# Justification for believing in a maximum finite number

• Mar 15th 2012, 01:13 PM
Freddie69
Justification for believing in a maximum finite number
I watched this program the other day BBC iPlayer - Horizon: 2009-2010: To Infinity and Beyond and while I didn't like most of it, I was intrigued with what Doron Zeilberger had to say (21 minutes 30 seconds into the video). He said that there is no such thing as infinity and that it has no place in mathematics, which on it's own is a reasonable statement, but then actually asserts that there is a finite number that is the largest number that is logically possible to have in mathematics, and then makes the even weirder statement that once you have found that number, adding 1 to it would bring you back to 0. I don't want to know whether anyone thinks that this is right or not, I'd just like to know what could have led Zeilberger to the conclusion that there is a "largest" finite number which it is impossible to go higher than. A search on google didn't find me anything other than links to his research papers which I'm sure I'm not educated enough to understand, so if anyone knows of any form of possible justification for holding this belief then it would be greatly appreciated if you could tell me :)

Thanks in advance for any replies.
• Mar 15th 2012, 01:38 PM
Plato
Re: Justification for believing in a maximum finite number
Quote:

Originally Posted by Freddie69
I watched this program the other day BBC iPlayer - Horizon: 2009-2010: To Infinity and Beyond and while I didn't like most of it, I was intrigued with what Doron Zeilberger had to say (21 minutes 30 seconds into the video). He said that there is no such thing as infinity and that it has no place in mathematics, which on it's own is a reasonable statement, but then actually asserts that there is a finite number that is the largest number that is logically possible to have in mathematics, and then makes the even weirder statement that once you have found that number, adding 1 to it would bring you back to 0. I don't want to know whether anyone thinks that this is right or not, I'd just like to know what could have led Zeilberger to the conclusion that there is a "largest" finite number which it is impossible to go higher than. A search on google didn't find me anything other than links to his research papers which I'm sure I'm not educated enough to understand, so if anyone knows of any form of possible justification for holding this belief then it would be greatly appreciated if you could tell me

As an underrate I majored in both mathematics and philosophy. My favorite philosophy professor would taunt some of us by saying "infinity is where mathematician hides his ignorance".

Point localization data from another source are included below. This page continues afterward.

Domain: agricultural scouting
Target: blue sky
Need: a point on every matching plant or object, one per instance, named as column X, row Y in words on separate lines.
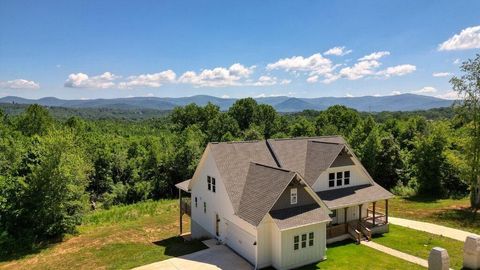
column 106, row 49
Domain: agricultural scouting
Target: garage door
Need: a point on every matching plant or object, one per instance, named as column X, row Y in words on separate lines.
column 241, row 242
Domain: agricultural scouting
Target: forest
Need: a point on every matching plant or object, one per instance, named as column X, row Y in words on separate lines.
column 53, row 170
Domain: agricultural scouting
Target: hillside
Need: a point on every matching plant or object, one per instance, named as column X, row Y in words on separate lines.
column 404, row 102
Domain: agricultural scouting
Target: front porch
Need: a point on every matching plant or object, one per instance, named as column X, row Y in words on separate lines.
column 372, row 218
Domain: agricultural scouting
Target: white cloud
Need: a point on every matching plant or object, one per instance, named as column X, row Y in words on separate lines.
column 312, row 79
column 217, row 77
column 19, row 84
column 468, row 38
column 82, row 80
column 338, row 51
column 265, row 81
column 315, row 64
column 374, row 56
column 399, row 70
column 442, row 74
column 426, row 90
column 149, row 80
column 449, row 95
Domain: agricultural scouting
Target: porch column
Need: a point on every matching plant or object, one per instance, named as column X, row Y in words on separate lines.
column 386, row 211
column 181, row 211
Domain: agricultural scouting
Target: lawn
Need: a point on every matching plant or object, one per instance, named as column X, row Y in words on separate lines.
column 448, row 212
column 347, row 255
column 120, row 238
column 420, row 243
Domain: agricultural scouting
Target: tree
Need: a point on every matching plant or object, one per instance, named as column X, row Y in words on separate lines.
column 35, row 120
column 243, row 110
column 468, row 88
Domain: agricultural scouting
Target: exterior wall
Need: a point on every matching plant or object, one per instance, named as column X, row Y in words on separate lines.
column 303, row 197
column 233, row 231
column 343, row 160
column 291, row 258
column 357, row 177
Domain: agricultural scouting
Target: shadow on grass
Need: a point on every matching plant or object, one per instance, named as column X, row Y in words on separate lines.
column 18, row 249
column 176, row 246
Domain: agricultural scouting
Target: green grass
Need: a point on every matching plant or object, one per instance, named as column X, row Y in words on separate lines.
column 119, row 238
column 454, row 213
column 347, row 255
column 420, row 243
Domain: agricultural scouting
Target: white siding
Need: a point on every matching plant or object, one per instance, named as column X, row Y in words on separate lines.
column 357, row 177
column 291, row 258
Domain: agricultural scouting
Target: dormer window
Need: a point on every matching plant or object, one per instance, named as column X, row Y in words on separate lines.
column 293, row 196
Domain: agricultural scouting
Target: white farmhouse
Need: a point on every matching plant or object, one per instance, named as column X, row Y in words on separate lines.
column 279, row 202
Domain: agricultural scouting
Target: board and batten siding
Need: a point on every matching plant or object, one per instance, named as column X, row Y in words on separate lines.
column 290, row 258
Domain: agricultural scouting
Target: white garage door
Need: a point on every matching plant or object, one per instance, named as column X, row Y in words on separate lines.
column 241, row 242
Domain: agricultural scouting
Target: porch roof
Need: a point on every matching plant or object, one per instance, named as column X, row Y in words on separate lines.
column 299, row 216
column 184, row 185
column 343, row 197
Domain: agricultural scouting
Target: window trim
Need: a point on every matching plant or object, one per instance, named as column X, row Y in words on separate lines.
column 293, row 196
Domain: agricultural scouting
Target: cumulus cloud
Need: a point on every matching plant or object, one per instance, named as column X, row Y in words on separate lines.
column 426, row 90
column 468, row 38
column 82, row 80
column 315, row 64
column 19, row 84
column 149, row 80
column 374, row 56
column 217, row 77
column 338, row 51
column 399, row 70
column 442, row 74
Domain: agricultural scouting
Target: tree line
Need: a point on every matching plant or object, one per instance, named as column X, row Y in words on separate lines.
column 53, row 171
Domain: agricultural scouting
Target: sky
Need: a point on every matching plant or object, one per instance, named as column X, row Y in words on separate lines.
column 107, row 49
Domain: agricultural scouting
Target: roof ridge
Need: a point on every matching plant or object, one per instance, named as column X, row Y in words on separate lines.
column 271, row 167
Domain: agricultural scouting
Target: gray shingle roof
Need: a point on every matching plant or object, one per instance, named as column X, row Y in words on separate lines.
column 298, row 216
column 263, row 187
column 339, row 198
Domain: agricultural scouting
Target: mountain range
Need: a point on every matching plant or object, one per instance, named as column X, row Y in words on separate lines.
column 403, row 102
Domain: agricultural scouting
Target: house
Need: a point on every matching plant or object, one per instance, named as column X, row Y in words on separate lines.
column 278, row 202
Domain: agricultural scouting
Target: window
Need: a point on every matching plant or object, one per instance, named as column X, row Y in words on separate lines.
column 310, row 239
column 339, row 178
column 331, row 180
column 346, row 178
column 304, row 240
column 293, row 196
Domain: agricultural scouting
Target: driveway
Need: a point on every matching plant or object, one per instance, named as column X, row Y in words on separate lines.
column 214, row 257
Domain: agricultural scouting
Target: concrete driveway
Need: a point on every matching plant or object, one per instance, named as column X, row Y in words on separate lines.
column 214, row 257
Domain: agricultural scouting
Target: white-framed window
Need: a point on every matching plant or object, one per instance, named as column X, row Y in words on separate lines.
column 293, row 196
column 346, row 178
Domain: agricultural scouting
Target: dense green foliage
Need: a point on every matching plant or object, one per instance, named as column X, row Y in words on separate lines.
column 53, row 170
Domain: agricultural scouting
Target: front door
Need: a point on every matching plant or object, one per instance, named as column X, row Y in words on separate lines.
column 217, row 225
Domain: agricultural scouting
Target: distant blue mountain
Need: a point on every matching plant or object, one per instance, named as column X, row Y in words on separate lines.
column 404, row 102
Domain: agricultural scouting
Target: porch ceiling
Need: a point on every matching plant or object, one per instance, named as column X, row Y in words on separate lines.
column 344, row 197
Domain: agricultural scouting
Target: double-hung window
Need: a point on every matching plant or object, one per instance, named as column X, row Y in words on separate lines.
column 293, row 196
column 331, row 179
column 339, row 178
column 346, row 178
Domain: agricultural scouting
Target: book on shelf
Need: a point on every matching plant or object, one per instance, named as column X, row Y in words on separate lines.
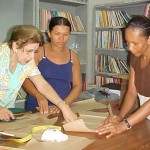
column 109, row 39
column 147, row 10
column 46, row 15
column 111, row 18
column 108, row 64
column 103, row 80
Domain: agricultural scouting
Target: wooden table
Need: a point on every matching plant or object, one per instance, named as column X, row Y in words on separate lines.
column 137, row 138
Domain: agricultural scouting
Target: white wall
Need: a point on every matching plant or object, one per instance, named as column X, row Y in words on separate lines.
column 11, row 13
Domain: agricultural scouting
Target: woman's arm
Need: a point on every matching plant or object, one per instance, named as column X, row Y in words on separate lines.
column 76, row 80
column 30, row 88
column 44, row 88
column 130, row 97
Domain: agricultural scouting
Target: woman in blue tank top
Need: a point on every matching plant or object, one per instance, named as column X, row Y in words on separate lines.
column 58, row 65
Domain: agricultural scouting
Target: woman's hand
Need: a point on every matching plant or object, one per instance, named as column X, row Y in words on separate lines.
column 109, row 119
column 68, row 114
column 6, row 114
column 42, row 103
column 54, row 109
column 111, row 128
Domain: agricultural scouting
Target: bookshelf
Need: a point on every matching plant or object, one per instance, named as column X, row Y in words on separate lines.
column 104, row 30
column 70, row 8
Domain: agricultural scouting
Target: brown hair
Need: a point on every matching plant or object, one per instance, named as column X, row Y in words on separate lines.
column 24, row 34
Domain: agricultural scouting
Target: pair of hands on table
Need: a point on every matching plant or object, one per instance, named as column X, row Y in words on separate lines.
column 6, row 114
column 68, row 114
column 112, row 126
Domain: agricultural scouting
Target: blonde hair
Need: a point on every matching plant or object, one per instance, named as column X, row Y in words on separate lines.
column 24, row 34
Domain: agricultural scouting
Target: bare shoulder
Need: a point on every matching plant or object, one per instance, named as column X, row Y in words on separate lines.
column 74, row 56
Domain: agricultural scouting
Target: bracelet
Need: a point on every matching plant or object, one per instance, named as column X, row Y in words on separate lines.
column 60, row 102
column 128, row 124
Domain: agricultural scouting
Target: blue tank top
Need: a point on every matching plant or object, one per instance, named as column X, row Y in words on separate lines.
column 59, row 76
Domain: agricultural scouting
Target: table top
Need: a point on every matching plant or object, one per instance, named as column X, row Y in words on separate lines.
column 137, row 138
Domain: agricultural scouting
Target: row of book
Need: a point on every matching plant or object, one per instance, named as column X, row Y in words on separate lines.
column 109, row 39
column 147, row 10
column 46, row 15
column 108, row 64
column 111, row 18
column 103, row 80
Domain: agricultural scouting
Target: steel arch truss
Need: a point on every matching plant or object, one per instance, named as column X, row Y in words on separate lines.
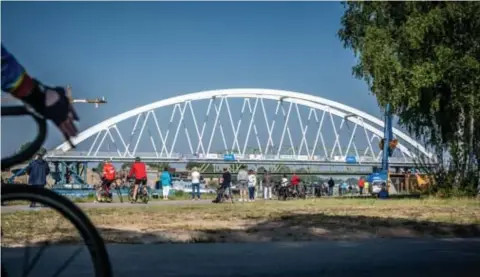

But in this case I know that Zeilberger means the there is no one magnitude of the infinity.
The idea is really simple: given any set, the set of all of its subsets is a larger set.
So there can be no largest collection.
• Mar 15th 2012, 01:46 PM
Freddie69
Re: Justification for believing in a maximum finite number
Thank you very much for your reply. If that's what Zeilberger means then OK I can understand that, but that's not what he was trying to say as far as I can tell. What point was he trying to make by saying that if you add one to the largest number (and to me it seemed that he'd was saying that there actually is a defined number than we can't get larger than) then it will bring you back to zero?